American film critic and scholar (born 1949)

Harlan Marshall Jacobson (born February 15, 1949) is an American film critic and scholar.

==Education==
Harlan Jacobson received a bachelor's degree in English from Haverford College in 1971.

==Career==
Jacobson has interviewed numerous actors, musicians, directors, and producers over his 30-year career, some of whom include Martin Scorsese, Spike Lee, Steven Spielberg, Francis Ford Coppola, Robin Williams and Mia Farrow.

Jacobson's interview with Michael Moore ("Michael & Me") in the December 1989 edition of Film Comment Magazine for the film Roger & Me sparked an international debate over the methodology of Moore's misrepresentation of then General Motors CEO Roger Smith in the film.

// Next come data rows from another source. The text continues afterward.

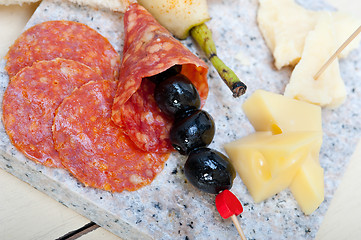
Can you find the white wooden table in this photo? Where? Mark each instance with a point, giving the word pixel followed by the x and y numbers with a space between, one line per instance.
pixel 26 213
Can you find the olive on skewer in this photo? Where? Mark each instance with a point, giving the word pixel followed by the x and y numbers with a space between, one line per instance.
pixel 192 131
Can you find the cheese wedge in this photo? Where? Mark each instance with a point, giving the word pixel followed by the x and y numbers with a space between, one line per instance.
pixel 329 89
pixel 269 111
pixel 285 25
pixel 268 163
pixel 308 186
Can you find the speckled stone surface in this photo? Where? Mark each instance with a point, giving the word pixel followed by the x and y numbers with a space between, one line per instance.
pixel 170 208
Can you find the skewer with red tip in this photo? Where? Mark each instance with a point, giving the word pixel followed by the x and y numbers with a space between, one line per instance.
pixel 228 205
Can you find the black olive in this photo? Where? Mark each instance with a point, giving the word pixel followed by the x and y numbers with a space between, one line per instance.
pixel 194 131
pixel 166 74
pixel 177 95
pixel 209 170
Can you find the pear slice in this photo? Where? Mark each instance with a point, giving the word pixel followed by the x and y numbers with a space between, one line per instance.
pixel 178 16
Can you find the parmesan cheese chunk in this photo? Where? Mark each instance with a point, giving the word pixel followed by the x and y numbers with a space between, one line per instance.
pixel 285 25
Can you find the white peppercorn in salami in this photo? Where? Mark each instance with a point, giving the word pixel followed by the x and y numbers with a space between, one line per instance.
pixel 150 49
pixel 94 149
pixel 31 99
pixel 63 39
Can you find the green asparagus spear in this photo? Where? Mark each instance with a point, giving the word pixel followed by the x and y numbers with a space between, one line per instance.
pixel 203 36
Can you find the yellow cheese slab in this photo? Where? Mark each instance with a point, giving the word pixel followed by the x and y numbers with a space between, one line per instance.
pixel 308 186
pixel 274 112
pixel 268 163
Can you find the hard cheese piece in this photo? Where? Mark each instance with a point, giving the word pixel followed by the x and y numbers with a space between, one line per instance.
pixel 345 25
pixel 329 89
pixel 308 185
pixel 285 25
pixel 267 163
pixel 277 113
pixel 178 16
pixel 274 112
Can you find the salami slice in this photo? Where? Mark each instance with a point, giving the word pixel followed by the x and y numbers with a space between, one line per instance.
pixel 30 102
pixel 64 39
pixel 94 149
pixel 150 49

From 1982 to 1990 Harlan Jacobson was the Editor-in-Chief of Film Comment Magazine. He continues to contribute articles and interviews to this day.

Jacobson was a contributing author in Variety's History of Show Business (Abrams, 1993), Jim Jarmusch's Stranger Than Paradise (Univ. Mississippi Press / 2001) as well as Steven Soderbergh's The King of Cannes: Truth or Consequences (Univ. Mississippi Press / 2002).

In 1992, Jacobson and his wife Susan created the national sneak preview and discussion program Talk Cinema, a multi-city film discussion series for film lovers, which has early showings of new films with comments by a local critic and audience participation. Talk Cinema Travels hosts guided tours to international film festivals in Cuba, Iceland, Israel, Spain, California and to a variety of other regional and international festivals.